A Physical Survey (sometimes referred to as Building Location Survey, House Location Survey, Land Survey, Property Survey or Mortgage Survey) is a legal document drawn to scale containing a map of your property, signed and sealed by a professional land surveyor.  A Physical Survey will show the locations of permanent improvements within or near your property such as buildings, fences, pools, driveways, sidewalks, parking lots, decks, etc.  Additionally, any restrictions that exist on the property such as public easements, private easements, or building setback lines that are drawn/noted on the recorded plat will also be depicted on a Physical Survey.

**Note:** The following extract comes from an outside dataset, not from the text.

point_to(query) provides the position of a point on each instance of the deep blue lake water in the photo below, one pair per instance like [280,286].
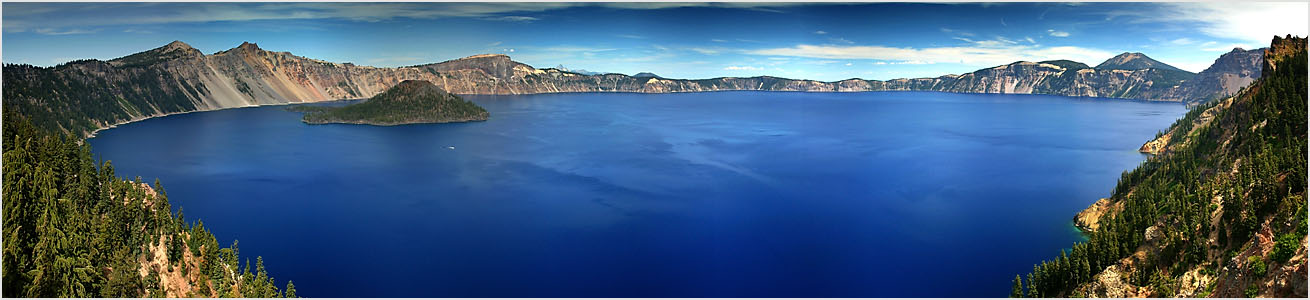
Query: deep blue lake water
[615,194]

Physical surveys include flagged property corners as part of the survey.  Flags can be very helpful in determining where your property ends and if a neighbor’s fence, shed or driveway extends onto your land. If you plan on having a fence installed, the fencing company will require a survey, so that they know they are placing the fence in the correct location. Property markers will usually be long metal bars that are driven below the ground surface. These are not to be confused with the wire flags placed near them. The wire flags placed on your property are used to mark the (underground) location of the actual property marker.

Get a Free Estimate for a Physical Survey today.

Vacant Physical Survey

Vacant Physical Survey

Choosing a parcel of vacant land involves more than just admiring the view and the bubbling stream and imagining which spot would be best for your new home. You’ll also want to find out about any hidden, nasty surprises before you buy — perhaps a public path that runs through the center of the property (an “easement”) or that a neighbor’s house sits partially on the land. One way to be an informed buyer is to get the land surveyed. A survey will not only show exactly where the property lines lie, it might also reveal unknown easements, encroachments, and boundary issues that could cause problems later.